Words matter

I was very young, barely 13 years old, when I overheard comments about my body, my allegedly lifestyle, my teenage choices. Hurtful, malicious words spread out by people that should love me unconditionally. And that was the worst of it. If they thought that about me, what would strangers think?

The self-loathing that followed was a dark shadow following me around everywhere. And that’s where I start pushing my feelings down together with food and alcohol after that. I hated myself and pretend that I didn’t. For more than 15 years after that I pretend to be unaffected by their comments, thoughts, words while doing everything to change their minds.

All my young adult years was trying to fit in my (not flawed) nature into their conservatism bullshit. Pretend to be perfect, neglect my own boundaries to be all and everything they expect me to be. And they did abuse it! Oh, how much they abused my kindness, my willingness to help, my desperate need to be loved.

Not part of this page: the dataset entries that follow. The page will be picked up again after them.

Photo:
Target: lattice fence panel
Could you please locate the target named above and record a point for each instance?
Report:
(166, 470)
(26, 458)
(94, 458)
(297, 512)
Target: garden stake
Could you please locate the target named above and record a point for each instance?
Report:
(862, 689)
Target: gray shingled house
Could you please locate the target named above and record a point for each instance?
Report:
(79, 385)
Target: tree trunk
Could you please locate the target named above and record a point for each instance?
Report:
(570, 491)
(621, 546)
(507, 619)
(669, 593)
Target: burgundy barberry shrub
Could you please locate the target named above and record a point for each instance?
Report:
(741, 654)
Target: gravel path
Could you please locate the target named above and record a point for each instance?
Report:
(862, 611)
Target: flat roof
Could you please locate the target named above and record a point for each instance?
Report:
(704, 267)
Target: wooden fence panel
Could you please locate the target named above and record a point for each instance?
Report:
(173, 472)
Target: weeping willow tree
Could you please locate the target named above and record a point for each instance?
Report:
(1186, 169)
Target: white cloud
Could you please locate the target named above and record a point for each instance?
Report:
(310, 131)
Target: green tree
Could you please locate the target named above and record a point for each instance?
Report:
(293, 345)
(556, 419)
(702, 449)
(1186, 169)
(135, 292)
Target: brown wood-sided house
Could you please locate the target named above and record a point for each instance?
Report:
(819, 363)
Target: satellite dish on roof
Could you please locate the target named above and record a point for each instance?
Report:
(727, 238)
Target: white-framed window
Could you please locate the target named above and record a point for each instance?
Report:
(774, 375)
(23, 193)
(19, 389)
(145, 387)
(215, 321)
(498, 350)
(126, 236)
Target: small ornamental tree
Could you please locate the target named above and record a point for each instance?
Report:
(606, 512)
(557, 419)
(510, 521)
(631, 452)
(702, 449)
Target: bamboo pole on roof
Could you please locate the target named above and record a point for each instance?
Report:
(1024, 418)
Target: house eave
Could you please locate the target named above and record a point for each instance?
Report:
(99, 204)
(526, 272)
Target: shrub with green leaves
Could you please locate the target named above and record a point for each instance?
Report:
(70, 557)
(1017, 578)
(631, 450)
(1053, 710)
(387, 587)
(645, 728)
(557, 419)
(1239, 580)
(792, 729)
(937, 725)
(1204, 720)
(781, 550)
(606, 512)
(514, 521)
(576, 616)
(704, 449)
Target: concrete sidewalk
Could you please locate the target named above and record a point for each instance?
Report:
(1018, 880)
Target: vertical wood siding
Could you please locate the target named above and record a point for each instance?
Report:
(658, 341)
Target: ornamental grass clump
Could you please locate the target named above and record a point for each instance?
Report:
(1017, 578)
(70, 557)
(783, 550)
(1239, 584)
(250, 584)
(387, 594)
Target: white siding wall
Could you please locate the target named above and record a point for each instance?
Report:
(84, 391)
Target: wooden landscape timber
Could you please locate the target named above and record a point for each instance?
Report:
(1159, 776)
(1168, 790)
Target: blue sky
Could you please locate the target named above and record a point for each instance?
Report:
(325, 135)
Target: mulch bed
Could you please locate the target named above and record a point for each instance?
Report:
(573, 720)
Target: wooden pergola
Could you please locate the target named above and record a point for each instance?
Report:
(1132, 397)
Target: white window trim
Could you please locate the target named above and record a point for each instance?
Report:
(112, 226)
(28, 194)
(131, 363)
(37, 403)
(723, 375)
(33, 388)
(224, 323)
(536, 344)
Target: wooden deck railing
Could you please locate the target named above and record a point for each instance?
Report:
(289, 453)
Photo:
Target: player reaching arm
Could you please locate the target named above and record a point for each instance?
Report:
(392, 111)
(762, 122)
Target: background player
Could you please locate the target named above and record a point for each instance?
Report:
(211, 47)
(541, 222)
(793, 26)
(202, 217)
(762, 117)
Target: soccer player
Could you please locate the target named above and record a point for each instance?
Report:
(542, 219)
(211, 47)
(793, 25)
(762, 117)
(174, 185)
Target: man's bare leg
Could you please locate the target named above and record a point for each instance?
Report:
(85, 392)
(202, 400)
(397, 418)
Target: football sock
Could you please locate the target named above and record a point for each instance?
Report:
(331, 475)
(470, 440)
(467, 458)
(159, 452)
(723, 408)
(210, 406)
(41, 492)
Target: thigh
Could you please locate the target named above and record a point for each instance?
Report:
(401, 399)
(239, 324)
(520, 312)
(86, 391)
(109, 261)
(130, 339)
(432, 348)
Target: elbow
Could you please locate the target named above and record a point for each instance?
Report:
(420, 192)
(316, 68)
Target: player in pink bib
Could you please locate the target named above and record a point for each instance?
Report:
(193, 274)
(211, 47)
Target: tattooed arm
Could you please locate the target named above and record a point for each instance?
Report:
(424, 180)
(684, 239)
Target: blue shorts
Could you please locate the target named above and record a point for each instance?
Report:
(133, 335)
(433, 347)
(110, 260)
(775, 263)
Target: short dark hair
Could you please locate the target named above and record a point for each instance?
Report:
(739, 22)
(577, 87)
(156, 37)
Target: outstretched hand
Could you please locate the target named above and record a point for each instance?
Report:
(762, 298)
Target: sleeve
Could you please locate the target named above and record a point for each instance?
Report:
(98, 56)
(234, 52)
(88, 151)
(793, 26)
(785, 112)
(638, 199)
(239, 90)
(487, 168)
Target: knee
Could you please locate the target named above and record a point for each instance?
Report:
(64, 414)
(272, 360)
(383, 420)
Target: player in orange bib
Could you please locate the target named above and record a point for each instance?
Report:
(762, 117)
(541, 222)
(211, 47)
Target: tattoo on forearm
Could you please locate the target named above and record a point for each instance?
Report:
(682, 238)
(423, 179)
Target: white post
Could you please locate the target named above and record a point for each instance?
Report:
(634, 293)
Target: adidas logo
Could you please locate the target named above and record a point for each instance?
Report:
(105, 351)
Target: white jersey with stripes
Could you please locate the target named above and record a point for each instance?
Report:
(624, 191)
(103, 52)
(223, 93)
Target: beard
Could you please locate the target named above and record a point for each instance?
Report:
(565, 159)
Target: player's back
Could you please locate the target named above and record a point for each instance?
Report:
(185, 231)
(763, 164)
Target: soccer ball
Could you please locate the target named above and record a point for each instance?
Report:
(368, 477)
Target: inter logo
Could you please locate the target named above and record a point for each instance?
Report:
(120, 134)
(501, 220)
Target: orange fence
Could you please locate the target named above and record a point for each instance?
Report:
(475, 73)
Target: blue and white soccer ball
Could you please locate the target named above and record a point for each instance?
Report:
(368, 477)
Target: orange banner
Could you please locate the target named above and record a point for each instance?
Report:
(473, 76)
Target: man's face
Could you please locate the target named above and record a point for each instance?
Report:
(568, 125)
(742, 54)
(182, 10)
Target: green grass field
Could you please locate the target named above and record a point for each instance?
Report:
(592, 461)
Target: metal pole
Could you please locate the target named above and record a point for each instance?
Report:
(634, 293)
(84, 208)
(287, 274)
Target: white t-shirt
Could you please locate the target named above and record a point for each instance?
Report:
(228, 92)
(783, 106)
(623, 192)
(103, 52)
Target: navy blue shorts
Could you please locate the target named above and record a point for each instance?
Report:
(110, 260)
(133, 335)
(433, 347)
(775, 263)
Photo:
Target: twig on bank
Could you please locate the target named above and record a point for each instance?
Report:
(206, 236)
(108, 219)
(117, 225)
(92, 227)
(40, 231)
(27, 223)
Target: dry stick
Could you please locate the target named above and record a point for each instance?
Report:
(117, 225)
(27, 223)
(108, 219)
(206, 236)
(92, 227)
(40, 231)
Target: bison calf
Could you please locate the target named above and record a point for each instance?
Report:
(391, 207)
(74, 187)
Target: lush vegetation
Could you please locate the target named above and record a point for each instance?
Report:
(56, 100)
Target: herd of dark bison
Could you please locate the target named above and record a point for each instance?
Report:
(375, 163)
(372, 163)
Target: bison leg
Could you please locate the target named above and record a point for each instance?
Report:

Words matter because words hurt more than knife cuts. Believe me, I tried. Physical pain does not even resemble the damage emotional pain do.

Words, so carelessly spread. Little comments here and there made to hurt under the pretense that they mean nothing. Words that pass by funny thoughts, nothing of consequence, clearly too much for sensitive humurless people.

Took me so many years to realize that it was not my fault. It just gossip, rumors to fill in conversations, malicious pieces of information spread my resentful, envious people not happy with their own lives. And above all, not the truth of who I was or what I did.

And this is the reason why I don’t read gossip magazines, I don’t engage in talking about other people’s lives, I don’t say anything that can be even remotely hurtful even when people are not listening in. It does not matter to me who is in the room. Silence is better, kindness is best.

I am very mindful of my words. Because once they are out, then are out. You cannot put the genie back in the bottle.